WE NEED A NEW BUILDING CULTURE
Pia Maier Schriever
Our present social and economic model is challenged by crisis after crisis of our age. At the same time, the inadequacy of established practices for coming to terms with the present and shaping the future is becoming grimly apparent. The EU Commission under Ursula von der Leyen thus seeks to use the New European Bauhaus (NEB) initiative, launched in January 2021, as impetus for a transdisciplinary process which, informed by the values of sustainability, inclusion and aesthetics, will usher in a fundamental transformation of the way we live, work and consume towards a more inclusive, more sustainable and more liveable world. The partnership of equals, spanning design, art and architecture, science and technology, research and development, and business and society, springs from the awareness that the major challenges of our present age can no longer be solved by technological innovations alone, but are immanently cultural and social projects that call for fruitful cooperation between widely diverse parts of society.

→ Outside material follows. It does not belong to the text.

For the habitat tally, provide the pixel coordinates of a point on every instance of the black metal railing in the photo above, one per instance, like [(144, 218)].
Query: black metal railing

Architect Pia Maier Schriever is a member of the high-level round table, an interdisciplinary advisory body furnishing concrete visions to the New European Bauhaus (NEB) initiative of the European Commission. Other members include architects Shigeru Ban and Bjarke Ingels; climate researcher Hans Joachim Schellnhuber; artist Olafur Eliasson; Thiëmo Heilbron, biologist, ecologist and founding director of the social enterprise, Fawaka Entrepreneurship School; Gina Gylver, activist and board member of Young Friends of the Earth Norway; Francesca Bria, president and chair of the Italian National Innovation Fund CDP Venture Capital–Fondo Nazionale Innovazione; and Sheela Patel, grassroots activist and co-founder of SDI Slum /Shack Dwellers International. The advisory body has a total of nine women and nine men.
I talked to Pia Maier Schriever about the NEB’s visions and their feasibility, about her personal approach to linking our cultural heritage with climate protection, and about a new perception of aesthetics and typologies for the twenty-first century. Schriever constantly examines how we will seek to understand the concept of city in the future, how we can usefully connect past and future, what urban space should feel like and how it should change, what it can fulfil, and how this future can be shaped proactively. As an architect, the tools at her disposal for designing and developing urban space comprise the shaping and modelling of space, proportions, selection and combination of suitable materials and the use of light. But first and foremost, a crucial issue for her concerns the impact on us and the atmosphere that is created. How are our senses touched? How does it make us feel?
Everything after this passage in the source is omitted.